Difference between revisions of "RAL Tier1 weekly operations castor 26/10/2009"
From GridPP Wiki
Matt viljoen (Talk | contribs) |
(No difference)
|
Latest revision as of 15:40, 2 November 2009
Contents
Summary of Previous Week
- Building Quattor templates for preprod (Richard)
- Deployment+draining training for Alistair (Brian)
- Established locations for ATLAS disk deployment (Brian)
- SRM debugging of disk copy problem - fix in 2.1.8-2 (Shaun)
- Developed DB fix to allow checksumming to work on 2.1.7 (Shaun)
- Deployed new disk servers for LHCb,ATLAS,CMS (Chris)
- Deployed disk servers to nonprod (Tiju,Richard,Alistair,AndrewL)
- Setting up repack (Chris)
- Attending LTUG (Tim)
- All tape drives now up and running (Tim)

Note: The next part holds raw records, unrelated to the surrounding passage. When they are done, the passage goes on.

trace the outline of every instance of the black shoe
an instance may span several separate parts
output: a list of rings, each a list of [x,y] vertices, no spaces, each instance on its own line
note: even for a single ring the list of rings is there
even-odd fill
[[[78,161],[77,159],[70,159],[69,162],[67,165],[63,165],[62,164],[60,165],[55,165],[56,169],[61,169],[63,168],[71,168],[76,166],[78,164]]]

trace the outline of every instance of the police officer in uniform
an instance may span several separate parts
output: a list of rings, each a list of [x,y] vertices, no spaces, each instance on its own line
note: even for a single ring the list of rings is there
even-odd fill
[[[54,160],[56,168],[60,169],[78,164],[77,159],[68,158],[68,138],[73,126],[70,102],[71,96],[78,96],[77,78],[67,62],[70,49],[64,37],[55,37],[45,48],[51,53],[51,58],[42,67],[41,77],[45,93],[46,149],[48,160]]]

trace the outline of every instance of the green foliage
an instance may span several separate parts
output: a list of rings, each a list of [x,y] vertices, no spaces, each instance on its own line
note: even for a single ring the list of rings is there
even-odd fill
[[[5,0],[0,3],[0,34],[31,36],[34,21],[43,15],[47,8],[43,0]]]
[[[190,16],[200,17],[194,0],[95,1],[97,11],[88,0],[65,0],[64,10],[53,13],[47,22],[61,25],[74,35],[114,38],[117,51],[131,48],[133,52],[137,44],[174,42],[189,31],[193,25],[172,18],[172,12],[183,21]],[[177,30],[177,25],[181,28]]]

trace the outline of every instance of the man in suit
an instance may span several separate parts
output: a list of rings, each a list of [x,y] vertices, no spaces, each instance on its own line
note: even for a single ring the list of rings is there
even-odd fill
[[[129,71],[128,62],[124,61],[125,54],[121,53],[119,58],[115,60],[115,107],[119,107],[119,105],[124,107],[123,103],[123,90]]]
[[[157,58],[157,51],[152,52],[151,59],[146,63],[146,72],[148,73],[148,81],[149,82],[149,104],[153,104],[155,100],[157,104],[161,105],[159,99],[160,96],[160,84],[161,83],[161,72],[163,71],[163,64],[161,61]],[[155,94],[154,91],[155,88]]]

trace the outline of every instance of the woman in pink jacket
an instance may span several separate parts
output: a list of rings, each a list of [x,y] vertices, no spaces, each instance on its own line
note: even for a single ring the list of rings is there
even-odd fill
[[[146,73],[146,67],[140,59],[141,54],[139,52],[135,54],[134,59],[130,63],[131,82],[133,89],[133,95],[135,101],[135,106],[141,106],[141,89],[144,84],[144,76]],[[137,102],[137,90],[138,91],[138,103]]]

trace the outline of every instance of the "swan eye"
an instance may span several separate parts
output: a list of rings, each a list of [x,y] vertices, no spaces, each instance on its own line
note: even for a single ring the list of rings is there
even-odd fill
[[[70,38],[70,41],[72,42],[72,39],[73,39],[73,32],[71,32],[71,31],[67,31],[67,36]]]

- Testing various combinations of EMC kit versus power supply (Cheney)
- Regen nagios config for diskservers (Cheney)
- Build spare tape robot controller (Cheney)
- Build replacement DB server (Cheney)
- Fixed Nagios callout problem (Cheney)
- CASTOR/Fabric work transfer proposal (All)

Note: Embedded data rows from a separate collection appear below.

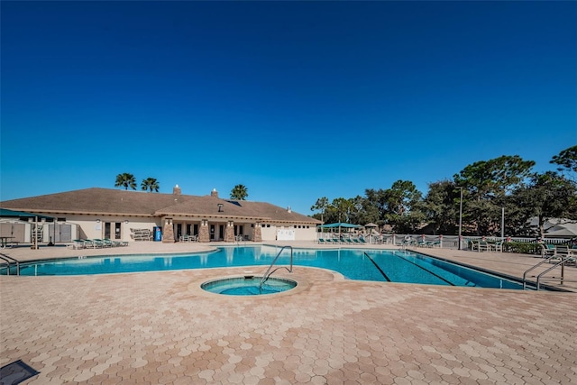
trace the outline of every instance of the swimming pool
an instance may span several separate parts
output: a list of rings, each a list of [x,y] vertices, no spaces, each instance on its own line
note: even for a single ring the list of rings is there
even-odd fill
[[[21,263],[28,276],[112,274],[188,269],[242,267],[270,264],[275,246],[221,247],[211,252],[186,255],[108,255],[66,258]],[[286,252],[277,265],[289,263]],[[349,280],[420,283],[428,285],[518,289],[522,285],[496,275],[409,251],[358,249],[294,249],[293,263],[329,269]],[[14,268],[15,269],[15,268]],[[264,268],[263,268],[264,271]],[[5,269],[0,273],[5,274]],[[11,274],[15,270],[11,270]]]

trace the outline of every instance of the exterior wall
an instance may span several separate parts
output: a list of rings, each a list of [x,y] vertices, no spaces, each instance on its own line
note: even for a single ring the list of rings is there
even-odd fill
[[[276,241],[277,230],[286,229],[295,231],[295,241],[316,241],[316,226],[314,225],[280,225],[263,224],[261,227],[262,241]],[[269,227],[270,225],[270,227]],[[300,227],[298,227],[300,226]],[[308,226],[308,228],[307,228]]]
[[[63,215],[64,216],[64,215]],[[99,220],[100,222],[97,222]],[[160,225],[160,218],[151,217],[124,217],[124,216],[105,216],[105,215],[66,215],[67,223],[78,225],[78,237],[82,239],[104,238],[105,223],[120,224],[120,241],[133,241],[131,236],[132,229],[153,230],[154,226]],[[126,223],[128,221],[128,223]],[[111,225],[111,239],[114,239],[114,225]]]

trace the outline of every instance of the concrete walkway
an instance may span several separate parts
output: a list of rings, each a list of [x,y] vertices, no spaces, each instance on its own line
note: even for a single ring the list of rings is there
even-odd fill
[[[206,247],[2,252],[30,261]],[[538,261],[423,252],[517,277]],[[356,281],[299,266],[290,275],[299,289],[282,295],[199,289],[261,270],[2,276],[0,366],[22,359],[40,371],[26,384],[577,383],[575,293]],[[576,270],[567,267],[566,279]]]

- Wrote script to bump up of unique file IDs of files with reused IDs (Matthew)
- Making ATLAS file lists for comparison to LFC (Matthew)
- Disaster Management of recent data-loss (Matthew)
Developments for this week
- SRM 2.8-2 deployment on all instances (Shaun)
- Working on puppet manifest for polymorphic central servers (Chris)
- Setup 2.1.9 on repack server (Chris, Tim)
- Testing Quattor templates on preprod servers (Richard)
- Techwatch newsletter (Cheney)
- Chasing up strategic objectives (Matthew)
- Reviewing preprod plans (Matthew)
- Disaster Management of recent data-loss (Matthew)
- Deploying 3 new disk servers for repack server (Matthew, Shaun)
Ongoing
- Improving resilience on central servers (Chris, Shaun)
- CastorMon monitoring graphs for Gen instance (Brian)
- Disaster recovery document (Matthew)
Operations Issues
none
Blocking issues
none
Planned, Scheduled and Cancelled Down Times
Entries in/planned to go to GOCDB
Description | Start | End | Type | Affected VO(s) |
---|---|---|---|---|
Upgrade SRM to 2.8-2 | 26/10/09 1000 | 26/10/09 1200 | At Risk | ATLAS and LHCb |
Upgrade SRM to 2.8-2 | 27/10/09 1000 | 27/10/09 1200 | At Risk | CMS and Gen |
Changes to Production Milestones
none
Advanced Planning
- Black and White lists will be tested and introduced on ATLAS
- Install/enable gridftp-internal on Gen (This year)
Staffing
- Cheney away (Thurs)
- Castor on Call person: Shaun